My solution involves creating a recursive method to do what the last approach did–whittle down the data set being evaluated as the “level” increases. The big difference, of course, is that the recursive method couldn’t care less what the data being thrown at it is, and doesn’t particularly care how many levels of nesting there might be.

And this is what I like about this approach. Instead of manually looping and nesting data, all I have to do is define a “model” of the data in the form I’d like it be prepared, and the recursive makenestedarray() will do the rest.
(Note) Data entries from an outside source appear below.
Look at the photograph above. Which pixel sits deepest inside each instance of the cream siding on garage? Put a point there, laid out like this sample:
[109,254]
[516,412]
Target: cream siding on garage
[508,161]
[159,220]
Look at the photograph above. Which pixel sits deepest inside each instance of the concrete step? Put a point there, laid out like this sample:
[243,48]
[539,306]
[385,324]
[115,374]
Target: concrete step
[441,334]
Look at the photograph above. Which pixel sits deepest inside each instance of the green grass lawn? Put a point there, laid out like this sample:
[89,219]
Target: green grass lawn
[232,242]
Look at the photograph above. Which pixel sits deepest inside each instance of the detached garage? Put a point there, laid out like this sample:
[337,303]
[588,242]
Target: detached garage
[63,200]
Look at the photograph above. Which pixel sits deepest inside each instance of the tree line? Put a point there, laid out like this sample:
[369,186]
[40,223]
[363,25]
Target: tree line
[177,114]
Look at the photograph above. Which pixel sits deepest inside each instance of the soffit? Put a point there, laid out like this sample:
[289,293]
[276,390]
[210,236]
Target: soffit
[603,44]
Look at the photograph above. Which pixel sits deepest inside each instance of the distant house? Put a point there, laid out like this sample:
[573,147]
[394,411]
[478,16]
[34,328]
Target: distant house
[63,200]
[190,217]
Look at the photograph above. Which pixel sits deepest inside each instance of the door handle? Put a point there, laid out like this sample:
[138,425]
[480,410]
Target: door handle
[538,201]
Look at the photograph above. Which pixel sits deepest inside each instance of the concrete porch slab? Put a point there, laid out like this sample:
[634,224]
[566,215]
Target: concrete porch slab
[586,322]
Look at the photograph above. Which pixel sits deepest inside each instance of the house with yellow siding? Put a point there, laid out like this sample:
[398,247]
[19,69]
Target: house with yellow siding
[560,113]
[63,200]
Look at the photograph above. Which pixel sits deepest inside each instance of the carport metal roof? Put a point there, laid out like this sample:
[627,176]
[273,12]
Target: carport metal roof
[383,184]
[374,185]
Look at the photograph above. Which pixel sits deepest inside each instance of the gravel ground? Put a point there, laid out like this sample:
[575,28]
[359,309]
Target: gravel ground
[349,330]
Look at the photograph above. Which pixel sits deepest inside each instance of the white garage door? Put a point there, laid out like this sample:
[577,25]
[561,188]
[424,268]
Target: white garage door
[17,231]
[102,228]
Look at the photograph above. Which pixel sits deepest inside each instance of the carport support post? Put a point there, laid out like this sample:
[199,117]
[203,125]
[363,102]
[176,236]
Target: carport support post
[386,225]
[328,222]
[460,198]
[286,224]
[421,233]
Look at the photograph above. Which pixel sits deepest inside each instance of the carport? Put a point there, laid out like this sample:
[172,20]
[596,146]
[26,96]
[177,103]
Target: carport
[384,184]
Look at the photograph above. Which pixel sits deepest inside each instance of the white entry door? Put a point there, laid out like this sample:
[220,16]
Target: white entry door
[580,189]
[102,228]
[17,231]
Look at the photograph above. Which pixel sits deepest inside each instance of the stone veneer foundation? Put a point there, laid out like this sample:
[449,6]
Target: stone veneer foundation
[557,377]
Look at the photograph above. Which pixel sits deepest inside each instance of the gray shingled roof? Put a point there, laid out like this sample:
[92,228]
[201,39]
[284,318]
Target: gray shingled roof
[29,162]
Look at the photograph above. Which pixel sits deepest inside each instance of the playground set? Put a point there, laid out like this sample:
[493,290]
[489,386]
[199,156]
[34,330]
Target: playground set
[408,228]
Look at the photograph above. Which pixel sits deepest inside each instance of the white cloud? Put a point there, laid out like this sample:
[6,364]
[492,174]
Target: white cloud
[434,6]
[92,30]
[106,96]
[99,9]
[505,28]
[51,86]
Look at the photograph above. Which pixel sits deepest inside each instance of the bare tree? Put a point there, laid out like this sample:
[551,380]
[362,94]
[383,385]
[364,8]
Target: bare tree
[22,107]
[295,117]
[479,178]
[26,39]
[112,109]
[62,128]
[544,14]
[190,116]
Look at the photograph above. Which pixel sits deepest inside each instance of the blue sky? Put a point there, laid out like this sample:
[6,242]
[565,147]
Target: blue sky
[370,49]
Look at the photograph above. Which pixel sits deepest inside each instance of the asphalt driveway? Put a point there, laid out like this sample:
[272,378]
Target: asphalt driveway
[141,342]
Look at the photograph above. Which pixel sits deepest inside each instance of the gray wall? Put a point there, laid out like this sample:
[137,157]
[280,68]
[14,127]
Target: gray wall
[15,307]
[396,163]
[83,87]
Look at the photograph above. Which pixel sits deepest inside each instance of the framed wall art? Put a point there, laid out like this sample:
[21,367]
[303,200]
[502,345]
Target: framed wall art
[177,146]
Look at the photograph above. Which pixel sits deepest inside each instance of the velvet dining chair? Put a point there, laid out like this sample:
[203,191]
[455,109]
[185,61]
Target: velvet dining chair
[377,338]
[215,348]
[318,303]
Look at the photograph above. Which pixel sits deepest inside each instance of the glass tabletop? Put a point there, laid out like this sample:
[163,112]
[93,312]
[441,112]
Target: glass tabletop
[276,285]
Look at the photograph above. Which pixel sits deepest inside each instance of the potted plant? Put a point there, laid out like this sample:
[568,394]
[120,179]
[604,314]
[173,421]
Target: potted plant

This has a couple big benefits.

First, if I need to create various nested data arrays for ExtJS of different configurations (and I definitely do), I no longer have to worry about the headache of creating the nested nightmares of the first two “solutions.” I simply plot out exactly the data model that I want to return, and the method takes care of it for me.

And second, the “model” provides a nice visual verification of how the data I’m preparing is going to look when it’s returned as JSON. And if I need to make a quick tweak (like adding an additional data column to be returned at some level within this structure), it’s easy to add as I only need to update the model, and not the mechanism creating the ultimate output.

Wrapping Up

So what are your thoughts? This is the result of a lot of pain, headaches, and trial and error. Since I’m a total PHP noob, I acknowledge that it’s entirely possible (if not probable) that there are much cleaner, easier, and elegant solutions to this seemingly routine need. However, I wanted to write this up, if for nothing else than for my own benefit of reminiscing about the process I went through to get from absolute frustration to a sustainable solution that I feel pretty happy about.